- A adesão à greve do pessoal não docente da educação ronda os 50%, principalmente em Lisboa, Porto e Aveiro.
- O dirigente da Federação Nacional de Sindicatos Independentes da Administração Pública e de Entidades com Fins Públicos (FESINAP), Mário Rui Cunha, disse à Lusa que ainda é cedo para números definitivos, mas aponta para 50%.
- A FESINAP acusa o Ministério da Educação de intransigência e avança que podem ocorrer novas greves setoriais, nomeadamente em IPSS e noutros estabelecimentos de ensino.

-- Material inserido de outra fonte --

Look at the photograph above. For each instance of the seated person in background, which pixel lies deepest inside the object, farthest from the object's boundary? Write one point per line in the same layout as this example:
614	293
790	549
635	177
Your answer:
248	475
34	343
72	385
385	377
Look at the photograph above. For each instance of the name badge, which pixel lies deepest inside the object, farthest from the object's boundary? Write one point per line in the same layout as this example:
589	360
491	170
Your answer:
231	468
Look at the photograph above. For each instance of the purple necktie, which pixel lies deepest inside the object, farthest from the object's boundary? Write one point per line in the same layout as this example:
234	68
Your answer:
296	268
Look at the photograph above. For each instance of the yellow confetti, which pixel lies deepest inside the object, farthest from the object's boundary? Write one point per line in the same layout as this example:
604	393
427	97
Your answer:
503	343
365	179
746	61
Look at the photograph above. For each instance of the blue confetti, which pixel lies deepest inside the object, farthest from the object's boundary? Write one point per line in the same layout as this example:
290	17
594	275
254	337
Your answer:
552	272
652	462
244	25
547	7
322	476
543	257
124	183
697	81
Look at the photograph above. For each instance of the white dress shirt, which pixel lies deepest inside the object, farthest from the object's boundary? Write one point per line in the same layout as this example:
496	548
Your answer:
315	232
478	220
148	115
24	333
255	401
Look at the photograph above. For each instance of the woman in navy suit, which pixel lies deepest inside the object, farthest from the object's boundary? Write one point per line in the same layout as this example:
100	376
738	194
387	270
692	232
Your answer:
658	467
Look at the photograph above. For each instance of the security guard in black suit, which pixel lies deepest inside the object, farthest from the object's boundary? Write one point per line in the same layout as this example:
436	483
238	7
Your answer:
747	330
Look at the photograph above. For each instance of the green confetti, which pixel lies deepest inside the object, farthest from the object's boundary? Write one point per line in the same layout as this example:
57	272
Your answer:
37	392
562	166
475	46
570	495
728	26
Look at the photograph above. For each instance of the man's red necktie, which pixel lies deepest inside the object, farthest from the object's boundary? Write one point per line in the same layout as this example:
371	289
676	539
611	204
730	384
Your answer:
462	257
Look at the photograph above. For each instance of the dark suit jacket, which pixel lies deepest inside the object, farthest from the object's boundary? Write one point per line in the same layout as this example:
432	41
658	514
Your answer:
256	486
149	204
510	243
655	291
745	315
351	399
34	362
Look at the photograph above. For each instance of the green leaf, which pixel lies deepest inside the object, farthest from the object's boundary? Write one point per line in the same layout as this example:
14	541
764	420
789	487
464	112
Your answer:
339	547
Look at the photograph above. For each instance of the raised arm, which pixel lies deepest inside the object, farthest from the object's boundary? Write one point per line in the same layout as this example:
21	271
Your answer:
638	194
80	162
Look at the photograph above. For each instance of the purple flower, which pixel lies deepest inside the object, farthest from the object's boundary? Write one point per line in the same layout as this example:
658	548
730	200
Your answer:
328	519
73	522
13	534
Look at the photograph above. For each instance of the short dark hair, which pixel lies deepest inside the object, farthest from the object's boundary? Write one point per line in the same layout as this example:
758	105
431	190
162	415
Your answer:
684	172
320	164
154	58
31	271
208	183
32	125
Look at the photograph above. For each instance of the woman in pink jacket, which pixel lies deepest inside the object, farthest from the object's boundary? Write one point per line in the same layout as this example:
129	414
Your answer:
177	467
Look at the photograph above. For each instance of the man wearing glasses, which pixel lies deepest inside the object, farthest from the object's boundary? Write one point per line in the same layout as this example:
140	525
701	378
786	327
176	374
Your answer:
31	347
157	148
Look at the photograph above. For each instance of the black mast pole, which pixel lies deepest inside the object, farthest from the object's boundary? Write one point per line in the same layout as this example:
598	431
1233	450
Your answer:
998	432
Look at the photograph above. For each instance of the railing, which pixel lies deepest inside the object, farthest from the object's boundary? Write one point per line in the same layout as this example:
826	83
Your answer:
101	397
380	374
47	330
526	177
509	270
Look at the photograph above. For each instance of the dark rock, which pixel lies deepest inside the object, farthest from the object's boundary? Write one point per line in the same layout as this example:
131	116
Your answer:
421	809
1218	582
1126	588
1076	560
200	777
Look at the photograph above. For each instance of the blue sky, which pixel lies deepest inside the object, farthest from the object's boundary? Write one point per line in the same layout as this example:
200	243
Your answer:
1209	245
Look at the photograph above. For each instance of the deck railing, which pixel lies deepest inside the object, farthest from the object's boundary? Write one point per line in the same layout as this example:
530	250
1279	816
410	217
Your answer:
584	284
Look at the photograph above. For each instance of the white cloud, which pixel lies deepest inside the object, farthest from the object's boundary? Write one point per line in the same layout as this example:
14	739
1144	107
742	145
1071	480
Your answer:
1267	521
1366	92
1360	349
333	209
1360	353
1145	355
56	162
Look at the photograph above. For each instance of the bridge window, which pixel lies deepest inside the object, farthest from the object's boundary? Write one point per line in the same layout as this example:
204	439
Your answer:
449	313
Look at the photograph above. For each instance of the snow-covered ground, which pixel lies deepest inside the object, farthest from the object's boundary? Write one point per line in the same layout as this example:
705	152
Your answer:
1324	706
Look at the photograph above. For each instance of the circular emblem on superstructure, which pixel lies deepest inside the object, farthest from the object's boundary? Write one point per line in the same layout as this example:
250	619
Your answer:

- Entre as reivindicações estão a reposição da carreira de Auxiliar de Ação Educativa, o Suplemento de Penosidade para trabalhadores em Unidades de Ensino Especializado e uma tabela remuneratória que reconheça o desgaste da profissão.
- A federação defende que a estrutura não deve ficar excluída da negociação coletiva setorial com o Governo.
A adesão à greve do pessoal não docente da Educação ronda os 50% neste momento, com maior incidência em Lisboa, Porto e Aveiro. A informação é avançada pela Federação Nacional de Sindicatos Independentes da Administração Pública e de Entidades com Fins Públicos (FESINAP), que decretou a paralisação para esta sexta-feira.
O anúncio foi feito por Mário Rui Cunha, dirigente da FESINAP. Ainda não existem números finais, mas há indicar de que metade dos trabalhadores não docentes aderiu à greve. A federação aponta para uma interpretação de intransigência por parte do Ministério da Educação face às suas reivindicações.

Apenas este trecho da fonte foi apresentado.